BRASÍLIA, DF (FOLHAPRESS) - O número de invasões a terras indígenas no país explodiu durante os nove primeiros meses do governo Jair Bolsonaro, segundo dados preliminares divulgados nesta terça-feira (24) pelo Cimi (Conselho Indigenista Missionário), vinculado à CNBB (Conferência Nacional dos Bispos do Brasil).
Em todo o ano passado, segundo o Cimi, foram registrados 111 casos do tipo em 76 terras indígenas. Somente de janeiro a setembro deste ano, o número pulou para 160 invasões em 153 terras indígenas.
Ou seja, faltando ainda três meses para encerrar 2019, já há um aumento de 44% no total de ataques e de 101% no de terras atingidas.
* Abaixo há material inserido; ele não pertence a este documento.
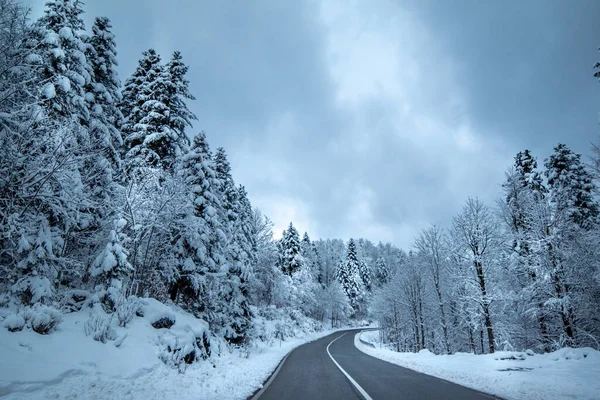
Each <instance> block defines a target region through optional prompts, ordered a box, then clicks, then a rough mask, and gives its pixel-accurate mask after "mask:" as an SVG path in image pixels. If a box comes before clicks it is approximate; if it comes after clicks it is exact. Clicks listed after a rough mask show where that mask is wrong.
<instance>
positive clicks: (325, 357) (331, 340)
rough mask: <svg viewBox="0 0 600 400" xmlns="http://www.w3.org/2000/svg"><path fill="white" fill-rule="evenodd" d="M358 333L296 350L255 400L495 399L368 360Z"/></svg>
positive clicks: (328, 340)
mask: <svg viewBox="0 0 600 400" xmlns="http://www.w3.org/2000/svg"><path fill="white" fill-rule="evenodd" d="M358 332H360V330H353V331H341V332H336V333H334V334H332V335H329V336H327V337H324V338H322V339H319V340H316V341H314V342H312V343H308V344H305V345H302V346H300V347H298V348H296V349H295V350H294V351H292V352H291V353H290V354H289V356H288V357H287V359H285V361H284V362H283V364H282V365H281V366H280V368H279V370H278V371H277V370H276V375H275V376H274V377H273V379H272V380H270V381H268V382H267V384H266V385H265V387H264V388H263V389H262V390H261V391H259V392H258V393H257V394H256V395H255V396H254V397H253V400H257V399H260V400H282V399H311V400H312V399H318V400H329V399H331V400H334V399H335V400H337V399H339V400H352V399H366V400H379V399H394V400H413V399H414V400H421V399H461V400H491V399H494V398H495V397H493V396H491V395H487V394H484V393H481V392H477V391H475V390H472V389H468V388H465V387H464V386H460V385H456V384H453V383H450V382H447V381H444V380H442V379H438V378H435V377H432V376H429V375H424V374H421V373H418V372H415V371H413V370H410V369H406V368H402V367H399V366H397V365H394V364H390V363H387V362H385V361H381V360H379V359H377V358H374V357H371V356H369V355H366V354H365V353H363V352H361V351H360V350H358V349H357V348H356V347H355V346H354V336H355V335H356V333H358ZM328 350H329V351H328ZM332 358H333V360H332ZM334 360H335V362H334ZM336 363H337V364H338V365H339V367H338V365H336ZM340 367H341V369H343V370H344V371H345V373H344V372H342V371H341V370H340ZM346 374H347V375H346ZM352 381H353V382H354V383H352Z"/></svg>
No ano passado, os ataques ocorreram em 13 estados da Federação. De janeiro a setembro, os ataques ocorreram em 19 estados.
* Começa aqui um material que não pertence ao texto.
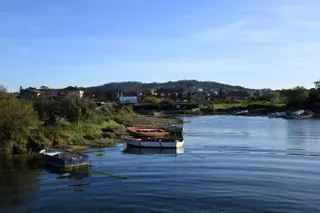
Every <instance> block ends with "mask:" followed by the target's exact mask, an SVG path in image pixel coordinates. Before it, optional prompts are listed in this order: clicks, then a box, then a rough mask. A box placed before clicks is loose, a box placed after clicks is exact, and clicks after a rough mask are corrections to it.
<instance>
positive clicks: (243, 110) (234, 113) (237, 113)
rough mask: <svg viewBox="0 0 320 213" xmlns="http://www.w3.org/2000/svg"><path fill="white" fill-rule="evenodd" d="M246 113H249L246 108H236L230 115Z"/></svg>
mask: <svg viewBox="0 0 320 213" xmlns="http://www.w3.org/2000/svg"><path fill="white" fill-rule="evenodd" d="M248 113H249V111H248V110H238V111H234V112H232V115H245V114H248Z"/></svg>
O aumento das invasões é ainda maior quando considerados os últimos três anos. Em 2016, foram 59 casos, menos da metade do número registrado nos primeiros nove meses de 2019.
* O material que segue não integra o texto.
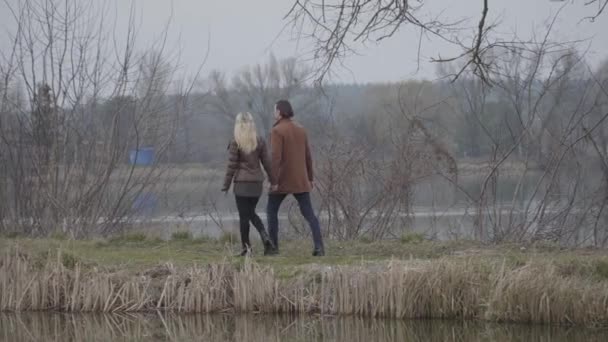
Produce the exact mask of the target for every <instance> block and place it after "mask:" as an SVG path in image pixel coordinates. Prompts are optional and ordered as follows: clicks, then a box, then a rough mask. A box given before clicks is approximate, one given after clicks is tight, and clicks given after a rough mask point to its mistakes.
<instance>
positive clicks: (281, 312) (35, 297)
mask: <svg viewBox="0 0 608 342" xmlns="http://www.w3.org/2000/svg"><path fill="white" fill-rule="evenodd" d="M68 260H69V259H68ZM66 264H67V266H66ZM509 265H510V266H509ZM300 271H301V272H299V274H297V275H295V276H293V277H286V278H284V277H279V276H277V275H276V274H275V271H274V269H273V268H272V267H268V266H261V265H258V264H255V263H253V262H252V261H251V260H250V259H246V261H245V262H244V263H243V264H233V263H230V262H228V261H226V262H218V263H213V264H210V265H206V266H191V267H185V268H184V267H182V268H176V267H173V266H172V265H170V264H168V265H166V266H162V267H157V268H154V269H150V270H148V271H146V272H142V273H137V272H126V271H123V272H122V273H121V272H111V271H109V270H105V269H101V268H96V267H93V268H83V267H82V266H81V265H80V264H79V263H78V262H75V263H66V259H65V258H64V257H62V255H61V254H60V253H58V254H57V255H54V256H51V257H49V258H48V260H47V261H46V263H45V264H44V265H42V266H41V267H40V266H37V265H36V264H35V263H34V262H32V260H30V259H29V258H28V256H27V255H24V254H22V253H20V252H19V251H18V250H12V251H10V252H7V253H6V254H5V255H4V256H3V257H2V258H1V259H0V275H2V277H1V278H0V285H1V290H2V291H1V293H0V309H1V310H2V311H29V310H35V311H39V310H55V311H57V310H58V311H68V312H142V311H151V310H166V311H174V312H181V313H193V312H197V313H217V312H263V313H295V314H308V313H322V314H331V315H355V316H360V317H383V318H400V319H401V318H445V319H482V320H488V321H510V322H521V323H550V324H566V325H589V326H608V281H606V280H605V279H592V278H590V277H588V276H582V275H577V274H571V275H565V274H563V272H560V271H559V270H558V269H557V268H556V267H555V266H554V265H552V264H551V263H550V262H539V261H528V262H526V263H524V264H522V265H514V264H511V263H507V262H505V261H503V262H498V261H496V260H493V259H488V260H485V259H481V258H457V259H454V258H452V259H448V258H443V259H437V260H427V261H421V260H419V261H415V260H412V261H397V260H394V261H391V262H388V263H381V264H372V265H369V264H368V265H363V264H362V265H360V266H320V267H308V268H306V269H302V270H300Z"/></svg>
Os ataques às terras indígenas incluem, segundo o Cimi, "arrendamento e loteamento de terras indígenas; invasões; desmatamento; destruição de patrimônio; exploração ilegal de recursos naturais; garimpo de ouro e diamantes; contaminação de rios; queimadas e incêndios; caça e pesca ilegal; e contaminação por agrotóxicos e metais pesados, dentre outras ações criminosas que incluem a abertura de rotas para o tráfico de drogas".
Além disso, também cresceu 22% o número de indígenas assassinados em 2018, na comparação com 2017, passando de 110 casos para 135.
Em nota pública lida nesta terça-feira pelo presidente do conselho, dom Roque Paloschi, arcebispo de Porto Velho (RO), o Cimi afirmou que "a agressividade no discurso do presidente da República e de membros do governo serve de combustível para a violência cometida contra os territórios e os povos originários".
Um dos autores do estudo do Cimi, o missionário Roberto Liebgott, coordenador do Cimi Regional Sul, afirmou que o aumento de invasões é resultado de uma "política do genocídio" e que o governo Bolsonaro trabalha com a "perspectiva da desterritorialização" dos povos indígenas.
"Se percebermos o discurso do governo, a perspectiva atual é de se apossar das terras com o discurso de que os índios não precisam da terra. Então as terras deixam de ser parte de estratégia da política do governo e passam a ser posse do capital", disse Liebgott.
O missionário diz acreditar que o cenário do Mato Grosso do Sul e do Sul do país, onde os indígenas vivem em áreas pequenas e acampamentos na beira das estradas, pode ser o da Amazônia em breve.
"Dá a impressão de que o sul é a fotografia do que vai ser a Amazônia amanhã, pelas práticas que vêm acontecendo. É um estado que, pelo discurso, fomenta a invasão, e através das práticas políticas desestrutura os órgãos que deveriam coibir as invasões de terra", afirmou o coordenador do estudo.
Segundo o Cimi, "um novo método de esbulho possessório das terras indígenas está sendo praticado atualmente no Brasil".
"Essa prática é ainda mais grave, porque essa é devastadora. Na outra, eles [invasores] tiravam a madeira e iam embora. Agora eles tiram a madeira e tacam fogo. Então destrói tudo, só sobram as cinzas. É o que vem acontecendo em grande parte dos territórios invadidos hoje", disse Liebgott.
Ele afirma que a violência aumentou: "chega a ter casos de loteamento de terras indígenas. O madeireiro entra, tira a madeira e passa a ser palco para especulação imobiliária. É a prática do fato consumado."
Em entrevista coletiva para o lançamento do estudo anual do Cimi, na sede da CNBB em Brasília, o líder indígena Suruí Pataxó afirmou que "a gente fica triste com esse governo que está aí, sempre querendo nos derrubar", mas que isso não vai alterar a disposição dos povos indígenas.
"Sempre foi assim desde o princípio, com os governos anteriores também", disse o indígena.
Segundo o Cimi, "centenas de garimpos ilegais estão em funcionamento dentro de áreas indígenas". Somente na terra indígena munduruku, são mais de 500 focos de garimpeiros. O conselho diz ainda que há "milhares" de garimpeiros atuando na terra indígena Yanomami, em Roraima.
Procurados pela reportagem, o Ministério da Justiça e a Funai (Fundação Nacional do Índio) não se manifestaram.